How to pickle beetroot
Ingredients:
- 1kg of beetroots
- 2 cups white vinegar
- 1 cup water
- ½ cup sugar
- 1 tsp allspice
- 6 cloves
- 1 cinnamon stick
Method:
- 1. Give the beetroots a good wash and trim off leaves (leaving on the roots).
- 2. Place in a pot and cover with water and bring to a boil.
- 3. Simmer uncovered for 25 minutes or until tender.
- 4. Drain and allow beets to cool slightly. 5. Trim off roots, stems and remove skins. You can leave beets whole or slice them.
- 6. In a separate pot combine vinegar, water allspice, cloves, cinnamon, and sugar. Bring to the boil then allow to simmer for five minutes.

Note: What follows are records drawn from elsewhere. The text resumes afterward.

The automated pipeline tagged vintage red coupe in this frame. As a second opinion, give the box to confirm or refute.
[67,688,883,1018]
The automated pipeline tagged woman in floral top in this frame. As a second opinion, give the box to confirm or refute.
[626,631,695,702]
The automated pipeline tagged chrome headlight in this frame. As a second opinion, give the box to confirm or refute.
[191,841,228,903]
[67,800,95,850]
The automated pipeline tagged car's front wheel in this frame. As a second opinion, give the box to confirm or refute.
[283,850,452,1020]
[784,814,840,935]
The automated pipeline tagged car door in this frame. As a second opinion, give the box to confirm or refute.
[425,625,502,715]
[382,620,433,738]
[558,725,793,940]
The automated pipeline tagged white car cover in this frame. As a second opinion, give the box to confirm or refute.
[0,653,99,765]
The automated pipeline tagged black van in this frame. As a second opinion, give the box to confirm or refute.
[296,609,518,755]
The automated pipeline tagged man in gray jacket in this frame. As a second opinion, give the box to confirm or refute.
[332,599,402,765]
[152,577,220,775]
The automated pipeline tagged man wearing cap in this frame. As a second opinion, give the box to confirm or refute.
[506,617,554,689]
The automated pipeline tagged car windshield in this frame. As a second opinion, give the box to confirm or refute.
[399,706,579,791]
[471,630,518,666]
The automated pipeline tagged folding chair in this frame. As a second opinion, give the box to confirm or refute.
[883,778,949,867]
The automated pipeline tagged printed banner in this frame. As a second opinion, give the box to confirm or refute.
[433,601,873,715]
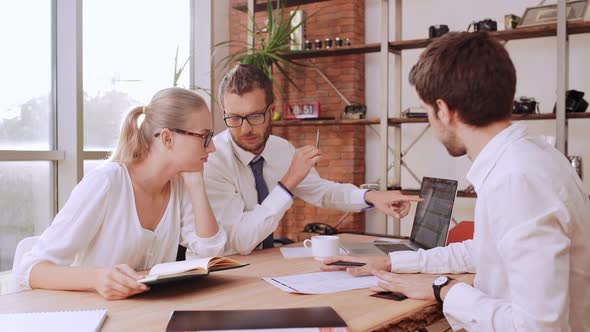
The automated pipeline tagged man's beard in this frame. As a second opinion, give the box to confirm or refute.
[442,131,467,157]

- 7. Stuff beets into a hot, sterilised jar leaving 2cm of space from the top. While jars are still hot pour in warm liquid to cover the beets, leaving 2cm of space.
- 8. Fill a large stockpot halfway with water and bring to a boil. Place the jars in the water, pouring in extra water if necessary until the jars are submerged in water. Bring to the boil and cover for ten minutes.
- 9. Store for at least three weeks before opening once opened store in the fridge.
How long should pickled beetroots last?
You can store an unopened jar of pickled beets in a cool dry space for between 12 and 18 months.
Once opened they will last in the fridge for 1 to 3 months.
Is pickled beetroot as good as raw beetroot?
Absolutely!
Both are delicious and both share the same nutritional and health benefits.
The only major difference between pickled beetroot and raw beetroot is that pickled beetroot has a much longer shelf life than its fresh counterpart.